Idea 1 (Political Communication)

  • Goal: Investigating news stance towards Dutch politicians before and after Elections

  • Method: Several different possibilities:

    • Scraping Dutch news articles via mediacloud and paperboy
    • Identifying politician per paragraph using dictionary approach
    • Classifying stance (sentiment) towards politician using Transformer models
    • Alternatively: Code ~1000 news paragraphs yourself and train a ML algorithm to detect sentiment
    • Test for differences in sentiment before vs. after the election

Idea 2 (corporate communication)

  • Goal: Create algorithm that can predict sentiment of financial news sufficiently well

  • Method: Comparing various supervised machine learning approaches and zero-shot learning

  • Data: https://www.kaggle.com/ankurzing/sentiment-analysis-for-financial-news

    • Use the data set to build various classifier and compare their performance
    • Scrape financial news from media cloud and paperboy
    • Use the classifier to predict sentiment
    • Compare with Atteveldt et al., 2018

Idea 3 (media psychology / political communication)

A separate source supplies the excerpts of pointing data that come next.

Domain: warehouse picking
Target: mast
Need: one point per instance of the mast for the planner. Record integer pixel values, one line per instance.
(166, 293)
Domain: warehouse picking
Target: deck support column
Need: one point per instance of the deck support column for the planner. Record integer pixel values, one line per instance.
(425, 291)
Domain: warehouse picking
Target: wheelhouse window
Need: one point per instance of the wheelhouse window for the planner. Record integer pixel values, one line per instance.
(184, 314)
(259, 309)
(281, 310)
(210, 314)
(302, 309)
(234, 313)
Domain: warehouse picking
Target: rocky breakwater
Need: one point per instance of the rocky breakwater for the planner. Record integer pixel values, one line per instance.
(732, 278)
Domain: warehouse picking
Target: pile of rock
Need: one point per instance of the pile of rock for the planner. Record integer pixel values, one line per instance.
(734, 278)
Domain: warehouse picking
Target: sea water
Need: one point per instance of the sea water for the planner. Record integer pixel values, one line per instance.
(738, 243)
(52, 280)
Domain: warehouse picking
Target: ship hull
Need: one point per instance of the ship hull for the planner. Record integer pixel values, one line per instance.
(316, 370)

  • Goal: Detect linguistic bias in specific news paper articles

  • Method: using dictionary or zero-shot approaches to detect linguistic bias (e.g., gender-bias)

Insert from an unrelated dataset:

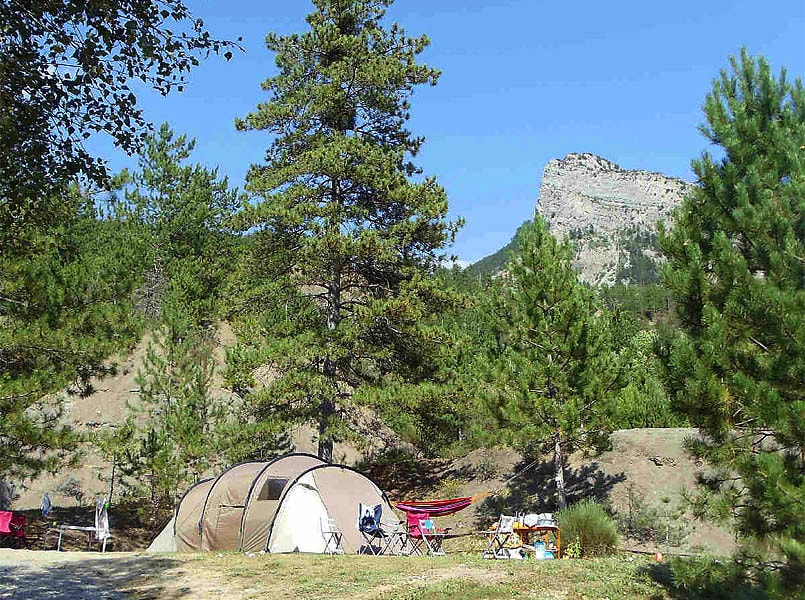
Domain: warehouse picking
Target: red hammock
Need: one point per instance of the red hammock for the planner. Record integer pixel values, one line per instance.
(435, 508)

    • Scraping the news articles via mediacloud and paperboy
    • Build dictionary or classifier to detect biases
    • Test differences between newspapers (e.g. with different ideologies)

Idea 4 (political communication)

  • Goal: Topic modeling based on 18 years of Australian News Headlines: How did topics change over time?
  • Method: Zero-shot topic modelling with GPT or BERT
  • Data: https://www.kaggle.com/therohk/million-headlines

Idea 5 (Corporate Communication)

  • Goal: Investigating sentiment in Tweets/News coverage about a company before and after a crisis

  • Method: Manual coding of a subset, supervised machine learning afterwards or zero-shot learning

    • We might have some data available for some cases

Idea 6 (media psychology)

  • Goal: Does chatGPT reproduce biases and stereotypes?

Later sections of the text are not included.